Why did God save us? So that Christ will have the preeminence in us. Why does God want us to grow spiritually? So that Christ will have the preeminence in us. Why did God create the earth to begin with? So that Christ would have the preeminence in the earth. Why did God call the Ekklesia forth as the Bride of Christ? So that Christ would have the preeminence in the Ekklesia, and through the Ekklesia, have the preeminence in all things.
Everything God has done, is doing, and will do is towards this end: that in all things Christ would have the preeminence. Salvation, redemption, deliverance, preaching the Gospel, healing the sick, raising the dead, worshipping God, studying the Scriptures, learning to pray – these are not mere activities, they are ways in which Christ gains the preeminence in all things.
So what does preeminence mean?
If everything hinges upon Christ having the preeminence then this idea of preeminence is very weighty indeed. So what is preeminence?
“Preeminence” literally means having the first, highest, chief, and best place in a position of ascendancy over everything else. It is an ultimacy, a glory, an honor, a distinction, a prestige, an illustriousness, a renown, a notability, and a nobility that surpasses all others. Paul simply says that the aim of God is for Jesus Christ to have that kind of position in all things!
Some may ask, is not Jesus Lord of all? Is He not already preeminent over all things? In one sense of course this is correct. Jesus is Lord of All (Acts 10:36). However, it is apparent that not all things acknowledge, submit to, cooperate with, or recognize His sovereignty. God desires for Christ to have an actual preeminence, a manifest preeminence – a sovereignty that is observable, tangible, and able to be experienced.
Obviously this desire of God, this Ultimate Purpose, remains unfulfilled. If Jesus were acknowledged as Lord of All, by everyone everywhere, then the world would certainly be a different place. As it is, it seems most of humanity fails to recognize the Lordship of Jesus and refuses to submit to Him. Thus, in a very practical sense, He does not have preeminence in them. That disparity between what God wants and what actually is needs to be resolved.
“We Do Not Yet See”
Scripture confirms what we already know to be true: that even though God “has put all things under” the feet of Jesus, it remains that “we do not yet see all things put under Him” (Heb. 2:8b). Even though Jesus is Lord, not everyone recognizes that, appreciates it, or acknowledges it. Our adversary the devil still walks around as a roaring lion seeking whom he may devour (1 Pet. 5:8).

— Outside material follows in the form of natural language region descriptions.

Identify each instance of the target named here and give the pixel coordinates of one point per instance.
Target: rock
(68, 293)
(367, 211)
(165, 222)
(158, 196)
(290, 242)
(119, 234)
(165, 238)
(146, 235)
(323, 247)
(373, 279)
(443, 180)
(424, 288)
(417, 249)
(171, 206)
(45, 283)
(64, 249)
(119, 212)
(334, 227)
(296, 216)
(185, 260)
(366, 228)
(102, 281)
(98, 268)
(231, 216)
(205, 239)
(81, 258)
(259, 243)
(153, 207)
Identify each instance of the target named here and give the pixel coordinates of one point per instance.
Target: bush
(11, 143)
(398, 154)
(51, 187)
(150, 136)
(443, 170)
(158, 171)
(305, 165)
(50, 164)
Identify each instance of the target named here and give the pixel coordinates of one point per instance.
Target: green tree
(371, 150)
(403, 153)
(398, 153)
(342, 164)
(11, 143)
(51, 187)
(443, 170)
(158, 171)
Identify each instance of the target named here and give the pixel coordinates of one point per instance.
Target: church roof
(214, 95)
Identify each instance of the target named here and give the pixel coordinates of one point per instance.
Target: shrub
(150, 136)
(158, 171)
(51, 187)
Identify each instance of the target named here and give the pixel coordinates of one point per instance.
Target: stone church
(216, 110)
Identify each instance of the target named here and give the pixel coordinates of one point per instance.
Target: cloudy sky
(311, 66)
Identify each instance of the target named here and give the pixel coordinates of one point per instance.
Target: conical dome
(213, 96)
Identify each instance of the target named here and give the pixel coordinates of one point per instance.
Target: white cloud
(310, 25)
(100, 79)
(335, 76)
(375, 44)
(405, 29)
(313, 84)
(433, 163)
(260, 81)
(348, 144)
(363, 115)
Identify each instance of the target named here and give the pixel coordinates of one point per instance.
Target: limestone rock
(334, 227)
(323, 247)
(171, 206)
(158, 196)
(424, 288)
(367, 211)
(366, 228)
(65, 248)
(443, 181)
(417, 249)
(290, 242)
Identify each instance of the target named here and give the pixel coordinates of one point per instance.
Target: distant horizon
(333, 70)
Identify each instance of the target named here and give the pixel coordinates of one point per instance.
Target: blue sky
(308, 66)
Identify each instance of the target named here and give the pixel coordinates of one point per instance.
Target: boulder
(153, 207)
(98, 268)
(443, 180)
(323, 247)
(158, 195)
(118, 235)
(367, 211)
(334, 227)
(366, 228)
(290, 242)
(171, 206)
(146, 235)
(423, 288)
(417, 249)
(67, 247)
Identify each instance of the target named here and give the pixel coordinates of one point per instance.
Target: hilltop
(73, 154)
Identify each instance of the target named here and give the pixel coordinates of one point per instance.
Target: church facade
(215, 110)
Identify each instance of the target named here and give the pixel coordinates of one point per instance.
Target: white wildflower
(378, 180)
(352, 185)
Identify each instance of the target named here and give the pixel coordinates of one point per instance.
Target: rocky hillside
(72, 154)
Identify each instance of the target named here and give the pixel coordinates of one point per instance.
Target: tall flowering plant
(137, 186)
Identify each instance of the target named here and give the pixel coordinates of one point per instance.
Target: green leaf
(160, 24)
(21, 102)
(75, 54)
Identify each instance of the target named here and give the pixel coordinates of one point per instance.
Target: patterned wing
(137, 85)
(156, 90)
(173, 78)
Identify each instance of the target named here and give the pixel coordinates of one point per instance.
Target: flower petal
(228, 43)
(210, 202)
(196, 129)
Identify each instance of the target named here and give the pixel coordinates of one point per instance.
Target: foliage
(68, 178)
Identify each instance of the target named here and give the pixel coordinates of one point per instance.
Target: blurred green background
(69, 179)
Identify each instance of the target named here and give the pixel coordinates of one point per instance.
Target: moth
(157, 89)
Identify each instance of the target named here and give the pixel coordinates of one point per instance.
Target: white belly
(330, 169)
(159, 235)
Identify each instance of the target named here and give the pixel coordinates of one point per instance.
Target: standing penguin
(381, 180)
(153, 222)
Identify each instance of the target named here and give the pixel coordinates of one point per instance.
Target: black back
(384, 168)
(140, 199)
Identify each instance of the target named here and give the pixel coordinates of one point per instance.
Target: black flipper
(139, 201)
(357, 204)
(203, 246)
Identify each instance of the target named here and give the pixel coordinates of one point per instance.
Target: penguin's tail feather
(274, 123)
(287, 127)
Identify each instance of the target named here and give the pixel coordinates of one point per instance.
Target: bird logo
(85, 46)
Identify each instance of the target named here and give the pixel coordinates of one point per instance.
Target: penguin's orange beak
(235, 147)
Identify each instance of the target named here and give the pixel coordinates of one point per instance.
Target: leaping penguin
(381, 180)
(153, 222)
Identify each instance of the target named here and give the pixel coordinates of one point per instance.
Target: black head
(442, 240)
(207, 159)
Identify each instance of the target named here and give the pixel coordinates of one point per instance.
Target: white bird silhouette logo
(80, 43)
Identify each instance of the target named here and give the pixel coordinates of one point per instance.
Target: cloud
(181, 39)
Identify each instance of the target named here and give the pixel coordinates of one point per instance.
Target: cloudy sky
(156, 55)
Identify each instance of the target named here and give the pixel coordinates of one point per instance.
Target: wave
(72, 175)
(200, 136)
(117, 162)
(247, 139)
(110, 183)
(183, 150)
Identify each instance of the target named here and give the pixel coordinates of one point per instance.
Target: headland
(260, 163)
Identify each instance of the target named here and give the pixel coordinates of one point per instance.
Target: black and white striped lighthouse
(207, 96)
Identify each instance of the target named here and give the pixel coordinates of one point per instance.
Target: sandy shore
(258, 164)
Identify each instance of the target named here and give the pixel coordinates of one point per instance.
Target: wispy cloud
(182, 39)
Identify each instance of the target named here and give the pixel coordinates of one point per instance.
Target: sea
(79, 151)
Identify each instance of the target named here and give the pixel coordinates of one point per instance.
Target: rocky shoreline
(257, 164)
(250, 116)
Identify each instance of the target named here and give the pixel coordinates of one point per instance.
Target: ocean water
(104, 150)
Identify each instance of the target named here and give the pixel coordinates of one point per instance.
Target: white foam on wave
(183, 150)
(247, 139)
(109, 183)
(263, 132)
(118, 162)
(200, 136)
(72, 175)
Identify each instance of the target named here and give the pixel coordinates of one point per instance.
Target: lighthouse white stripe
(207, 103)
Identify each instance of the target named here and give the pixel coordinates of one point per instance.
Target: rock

That there exists some spiritual force that continues in active resistance to Christ is proof enough that we do not yet see all things put under Him. We also note the presence of sin, poverty, disease, death, and evil as being very much a part of the world in which we live. So there is still much to be done in terms of putting all things beneath Him.

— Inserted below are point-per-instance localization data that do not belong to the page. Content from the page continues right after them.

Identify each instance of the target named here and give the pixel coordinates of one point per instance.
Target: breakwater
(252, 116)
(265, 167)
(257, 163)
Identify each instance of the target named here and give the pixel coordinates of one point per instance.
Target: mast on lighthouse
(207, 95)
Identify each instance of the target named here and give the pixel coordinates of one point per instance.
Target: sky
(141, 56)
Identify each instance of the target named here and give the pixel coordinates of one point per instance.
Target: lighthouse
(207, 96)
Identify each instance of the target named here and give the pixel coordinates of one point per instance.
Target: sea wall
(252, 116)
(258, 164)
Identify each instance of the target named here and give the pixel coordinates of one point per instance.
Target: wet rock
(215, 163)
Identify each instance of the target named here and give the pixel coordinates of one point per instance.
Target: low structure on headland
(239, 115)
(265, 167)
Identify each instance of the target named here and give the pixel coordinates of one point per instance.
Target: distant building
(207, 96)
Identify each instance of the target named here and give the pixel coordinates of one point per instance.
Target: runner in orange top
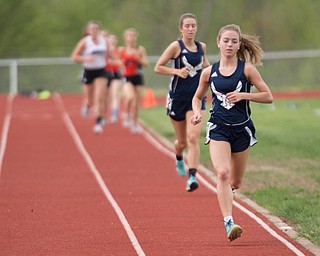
(114, 69)
(134, 57)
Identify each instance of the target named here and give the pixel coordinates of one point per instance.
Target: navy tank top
(222, 110)
(181, 89)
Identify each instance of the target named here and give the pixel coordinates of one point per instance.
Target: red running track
(67, 191)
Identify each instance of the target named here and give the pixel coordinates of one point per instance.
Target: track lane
(50, 202)
(166, 219)
(36, 198)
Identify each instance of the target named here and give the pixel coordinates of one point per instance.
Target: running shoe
(181, 169)
(135, 129)
(192, 183)
(103, 122)
(234, 231)
(97, 128)
(85, 111)
(113, 119)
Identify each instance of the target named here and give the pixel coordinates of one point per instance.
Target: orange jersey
(112, 67)
(131, 63)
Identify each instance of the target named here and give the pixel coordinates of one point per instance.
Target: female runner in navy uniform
(189, 57)
(230, 130)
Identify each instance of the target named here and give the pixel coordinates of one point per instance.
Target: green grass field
(283, 173)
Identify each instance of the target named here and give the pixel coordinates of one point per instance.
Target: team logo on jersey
(214, 74)
(223, 98)
(192, 70)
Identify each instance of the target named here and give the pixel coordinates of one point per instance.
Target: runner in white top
(91, 51)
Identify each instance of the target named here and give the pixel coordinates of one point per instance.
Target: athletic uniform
(95, 68)
(113, 71)
(132, 68)
(181, 91)
(230, 122)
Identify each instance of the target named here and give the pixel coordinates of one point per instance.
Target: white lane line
(98, 177)
(5, 129)
(265, 226)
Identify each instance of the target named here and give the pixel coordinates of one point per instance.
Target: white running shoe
(97, 128)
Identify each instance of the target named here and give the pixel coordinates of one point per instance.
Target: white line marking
(168, 152)
(5, 129)
(98, 177)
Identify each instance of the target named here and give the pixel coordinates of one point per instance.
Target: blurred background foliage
(37, 28)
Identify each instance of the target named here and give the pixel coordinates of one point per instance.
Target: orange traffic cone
(149, 99)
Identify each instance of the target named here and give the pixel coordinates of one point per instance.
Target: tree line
(37, 28)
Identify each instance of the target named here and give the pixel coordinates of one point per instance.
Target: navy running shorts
(240, 137)
(177, 109)
(136, 80)
(89, 75)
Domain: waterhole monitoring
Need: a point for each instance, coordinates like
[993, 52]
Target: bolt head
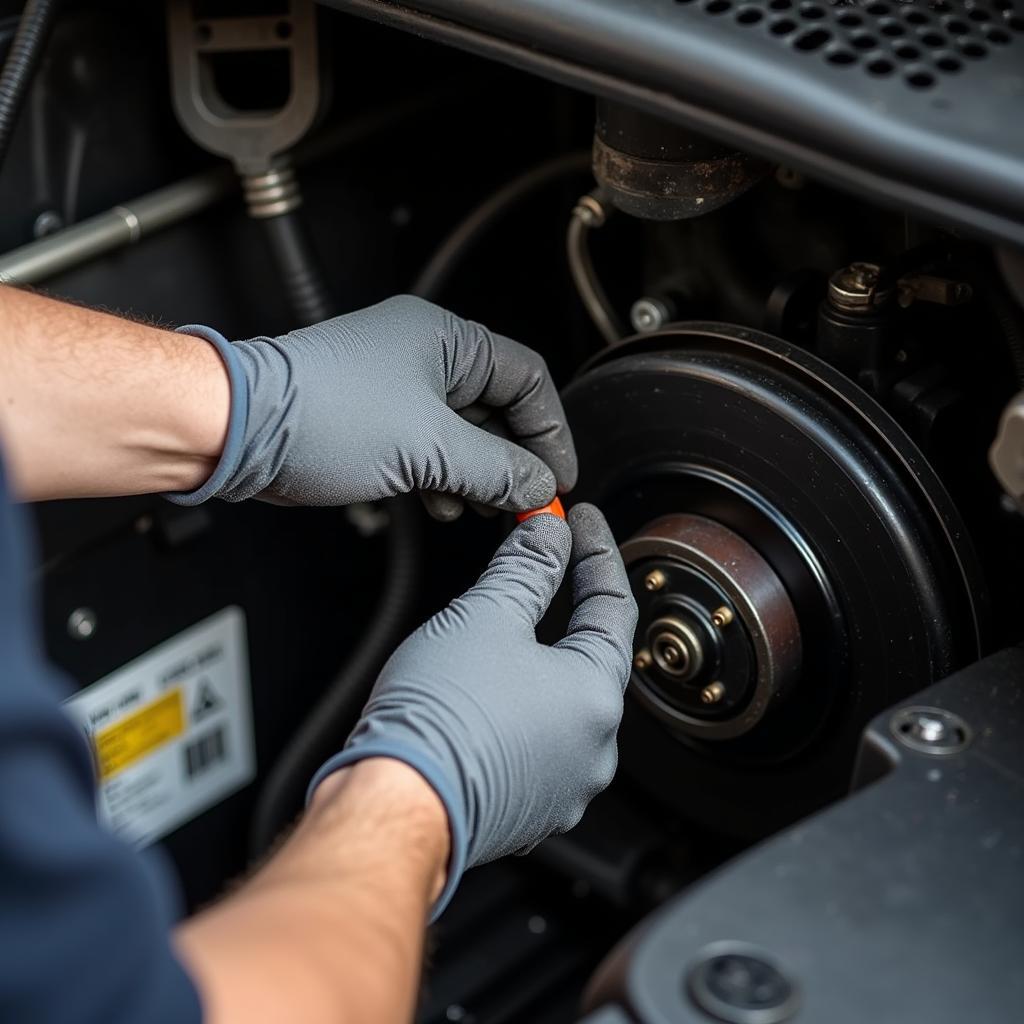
[712, 693]
[648, 314]
[654, 581]
[722, 616]
[82, 624]
[930, 730]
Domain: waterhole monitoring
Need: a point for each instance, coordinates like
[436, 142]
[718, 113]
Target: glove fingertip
[442, 507]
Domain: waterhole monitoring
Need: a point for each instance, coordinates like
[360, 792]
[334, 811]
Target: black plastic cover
[916, 104]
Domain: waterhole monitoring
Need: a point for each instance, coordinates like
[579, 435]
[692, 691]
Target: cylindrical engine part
[657, 170]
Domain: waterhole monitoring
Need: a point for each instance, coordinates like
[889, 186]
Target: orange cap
[554, 508]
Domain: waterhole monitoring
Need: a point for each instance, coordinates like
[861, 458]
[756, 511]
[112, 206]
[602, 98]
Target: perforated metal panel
[919, 104]
[920, 43]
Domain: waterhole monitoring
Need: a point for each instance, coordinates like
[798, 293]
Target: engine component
[721, 637]
[278, 53]
[591, 212]
[787, 543]
[924, 857]
[660, 171]
[19, 66]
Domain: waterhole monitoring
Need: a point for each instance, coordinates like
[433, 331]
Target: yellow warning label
[139, 733]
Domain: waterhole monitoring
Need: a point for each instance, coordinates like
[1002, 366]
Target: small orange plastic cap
[555, 508]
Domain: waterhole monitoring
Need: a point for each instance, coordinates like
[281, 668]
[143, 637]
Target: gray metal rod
[122, 225]
[130, 221]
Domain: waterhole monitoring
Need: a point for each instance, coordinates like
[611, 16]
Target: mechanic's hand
[515, 736]
[366, 406]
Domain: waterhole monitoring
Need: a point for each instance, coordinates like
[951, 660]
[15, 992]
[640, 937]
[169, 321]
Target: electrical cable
[468, 231]
[23, 57]
[589, 213]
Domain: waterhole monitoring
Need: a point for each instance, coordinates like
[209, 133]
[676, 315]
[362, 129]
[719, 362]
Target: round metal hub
[722, 635]
[850, 583]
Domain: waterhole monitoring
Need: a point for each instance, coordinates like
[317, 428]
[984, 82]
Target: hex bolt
[654, 580]
[712, 693]
[930, 730]
[82, 624]
[722, 616]
[738, 984]
[649, 314]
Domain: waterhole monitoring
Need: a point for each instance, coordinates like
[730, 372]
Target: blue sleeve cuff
[236, 424]
[432, 774]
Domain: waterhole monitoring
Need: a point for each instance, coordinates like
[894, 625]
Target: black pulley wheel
[798, 566]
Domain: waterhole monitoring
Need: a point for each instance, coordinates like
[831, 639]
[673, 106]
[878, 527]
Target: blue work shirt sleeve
[84, 919]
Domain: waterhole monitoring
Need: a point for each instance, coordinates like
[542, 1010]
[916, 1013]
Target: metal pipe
[125, 224]
[114, 228]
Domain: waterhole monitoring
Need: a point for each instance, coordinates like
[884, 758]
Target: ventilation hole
[920, 79]
[813, 40]
[749, 15]
[841, 57]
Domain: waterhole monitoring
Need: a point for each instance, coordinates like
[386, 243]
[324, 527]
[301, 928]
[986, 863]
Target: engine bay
[787, 328]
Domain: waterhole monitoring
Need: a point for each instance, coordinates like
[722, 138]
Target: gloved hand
[366, 406]
[516, 737]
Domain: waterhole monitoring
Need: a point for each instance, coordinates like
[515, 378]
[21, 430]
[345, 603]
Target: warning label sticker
[172, 731]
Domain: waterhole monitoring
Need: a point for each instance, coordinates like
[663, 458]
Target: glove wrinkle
[520, 735]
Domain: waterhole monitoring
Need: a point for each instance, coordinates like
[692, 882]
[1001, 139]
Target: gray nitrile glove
[516, 737]
[366, 406]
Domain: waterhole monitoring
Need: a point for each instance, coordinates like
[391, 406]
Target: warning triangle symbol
[206, 700]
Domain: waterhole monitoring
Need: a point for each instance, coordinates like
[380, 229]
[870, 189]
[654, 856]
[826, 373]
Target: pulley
[797, 563]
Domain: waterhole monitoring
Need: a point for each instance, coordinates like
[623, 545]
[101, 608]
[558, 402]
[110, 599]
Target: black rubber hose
[1010, 321]
[26, 49]
[299, 269]
[478, 221]
[327, 725]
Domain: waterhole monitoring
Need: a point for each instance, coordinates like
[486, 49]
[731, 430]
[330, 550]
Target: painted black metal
[901, 903]
[949, 148]
[765, 438]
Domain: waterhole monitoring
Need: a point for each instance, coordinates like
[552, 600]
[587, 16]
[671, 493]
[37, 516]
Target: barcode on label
[203, 753]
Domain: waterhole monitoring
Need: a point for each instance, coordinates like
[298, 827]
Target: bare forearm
[94, 404]
[332, 928]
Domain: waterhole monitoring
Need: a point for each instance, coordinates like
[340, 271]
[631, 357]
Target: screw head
[736, 983]
[712, 693]
[648, 314]
[930, 730]
[722, 616]
[654, 580]
[82, 624]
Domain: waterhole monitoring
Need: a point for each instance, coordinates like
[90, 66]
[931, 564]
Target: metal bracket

But the presence of the word “yet” should inspire us and fill us with hope! Although we do not yet see all things put under Him, the word “yet” implies that eventually we will see all things put under Him. That is to say, in due course, God’s Purpose will be fulfilled, and we will see all things put under Him – even though we do not “yet” see it.

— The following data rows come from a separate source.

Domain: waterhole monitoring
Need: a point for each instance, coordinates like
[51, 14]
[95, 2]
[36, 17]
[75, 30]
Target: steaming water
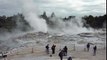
[74, 26]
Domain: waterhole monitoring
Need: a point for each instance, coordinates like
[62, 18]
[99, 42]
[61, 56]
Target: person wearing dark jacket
[94, 49]
[61, 55]
[53, 49]
[88, 46]
[47, 48]
[65, 50]
[69, 58]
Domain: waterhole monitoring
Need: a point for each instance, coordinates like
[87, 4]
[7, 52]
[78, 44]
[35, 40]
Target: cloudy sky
[60, 7]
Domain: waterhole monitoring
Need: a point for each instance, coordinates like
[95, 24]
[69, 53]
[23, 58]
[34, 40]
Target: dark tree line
[94, 22]
[18, 21]
[13, 22]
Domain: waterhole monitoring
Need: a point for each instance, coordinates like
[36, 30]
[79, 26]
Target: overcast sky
[60, 7]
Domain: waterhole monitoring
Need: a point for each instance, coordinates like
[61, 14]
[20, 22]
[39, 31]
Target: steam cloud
[30, 13]
[74, 26]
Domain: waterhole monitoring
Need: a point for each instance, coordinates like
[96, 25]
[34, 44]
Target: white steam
[30, 13]
[74, 26]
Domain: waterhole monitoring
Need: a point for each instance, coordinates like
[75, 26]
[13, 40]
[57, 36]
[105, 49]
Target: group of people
[94, 48]
[64, 51]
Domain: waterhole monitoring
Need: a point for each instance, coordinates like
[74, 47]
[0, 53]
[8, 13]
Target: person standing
[94, 50]
[69, 58]
[53, 49]
[47, 48]
[88, 46]
[61, 55]
[65, 50]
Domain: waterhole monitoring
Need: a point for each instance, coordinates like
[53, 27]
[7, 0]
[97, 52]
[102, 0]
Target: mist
[74, 26]
[30, 13]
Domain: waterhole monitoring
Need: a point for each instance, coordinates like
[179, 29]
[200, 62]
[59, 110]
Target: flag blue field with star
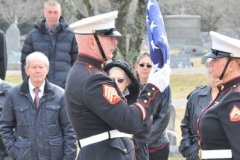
[158, 43]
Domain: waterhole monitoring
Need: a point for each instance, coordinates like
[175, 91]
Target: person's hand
[160, 78]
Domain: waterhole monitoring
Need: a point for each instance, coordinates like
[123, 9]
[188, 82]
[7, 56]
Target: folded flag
[159, 49]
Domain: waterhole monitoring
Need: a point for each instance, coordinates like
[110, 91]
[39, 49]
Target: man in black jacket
[3, 56]
[56, 40]
[4, 87]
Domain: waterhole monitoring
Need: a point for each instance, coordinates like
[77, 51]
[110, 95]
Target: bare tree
[137, 23]
[20, 11]
[231, 18]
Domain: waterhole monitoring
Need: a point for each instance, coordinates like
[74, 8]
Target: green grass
[184, 83]
[181, 83]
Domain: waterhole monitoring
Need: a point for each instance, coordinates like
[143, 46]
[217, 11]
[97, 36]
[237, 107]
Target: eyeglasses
[147, 65]
[120, 80]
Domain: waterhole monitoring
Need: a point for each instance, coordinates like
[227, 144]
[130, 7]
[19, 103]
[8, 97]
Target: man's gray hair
[38, 56]
[51, 3]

So here is the question: once God has determined to do something, is there anything, or anyone, that can resist Him? Is man more powerful than God, or does it only seem that way sometimes? It does appear that God, in His infinite wisdom and loving-kindness and patience, chooses to delay the fulfillment of His Will. Man can try to withstand it, the devil can rebel against it, and by collaborating with man can even appear to hinder and prevent it temporarily – but in the end, God will have His Will.
Let no one mistake God’s longsuffering for any inability to bring about His desire and accomplish His Purpose. His plan is unavoidable and irresistible.